Do not expect ISAs to have anything like the impact that PEPs have had
SO, FAREWELL then PEPs. It has been nice knowing you. From next Tuesday you are history. But you have made quite an impression in the 12 years you have been here.

The first PEPs, launched in 1987, allowed only pounds 2,400 to be invested in the stockmarket - and you could not buy unit or investment trusts. The allowance has been increased, with the result that this year you could have invested pounds 9,000, split between pounds 6,000 in a general PEP and pounds 3,000 in a single company PEP. If you had religiously used up each year's allowance, you would have quite a sizeable investment pile.

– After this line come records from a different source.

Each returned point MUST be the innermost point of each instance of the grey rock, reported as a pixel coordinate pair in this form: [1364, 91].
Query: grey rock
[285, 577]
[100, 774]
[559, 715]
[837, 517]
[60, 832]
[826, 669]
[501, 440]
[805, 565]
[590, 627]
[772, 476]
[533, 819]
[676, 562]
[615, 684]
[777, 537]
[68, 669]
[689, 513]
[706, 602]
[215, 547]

It is rumoured that there are a few PEP millionaires around, although I have yet to meet one. Certainly half-millionaires, if you take husbands and wives together into account, are not rare, given the way the market has advanced over the past decade. No wonder Labour decided to close the door.

Money has certainly been flowing into PEPs as people take advantage of this last opportunity. The marketing hype has been huge. This money has to be invested and, sure enough, shares are close to all-time highs. But then, so is Wall Street. In fact it is surprising that our market has not performed better, given the support.

To some extent we should not be surprised. While there are new investors attracted into the system through PEPs, much of the money that has been flowing in has simply been reallocated from other investment sources. PEPs were always most attractive to established investors. Firms like ours have been raising money from taxable portfolios to put into PEPs ever since they were introduced. They may have attracted tens of billions of pounds, but a lot was invested already.

The allowances for the ISA are less generous, but investment restrictions are not as great. This means that people putting money into this new vehicle could choose to invest it all outside the UK. And although you can put all of your ISA into the stockmarket, there is no obligation to do so - with mini-cash and life insurance ISAs available also. So do not expect ISAs to have anything like the impact that PEPs have had.

I am not convinced that PEPs have made that much of a difference to the market anyway, but we could soon be suffering from morning-after effects as we move into the new tax year. It may take a while for the dust to settle, but it would not surprise me if people took a more critical view of their investments once they know they have a full year to mitigate any tax complications that selling in April brings. We have become used to rising stock markets, PEP-fuelled or not PEP-fuelled. I have a feeling that we should expect rather more mundane conditions as we near the new millennium.

Incidentally, if you have not yet taken out your final PEP, there are a number of providers staying open all over the Easter break, just so they can relieve you of your money. I am told that at least one major investment house is prepared to take PEP applications as late as one minute to midnight on Easter Monday. That shows you how keen they are to make the most of this selling opportunity.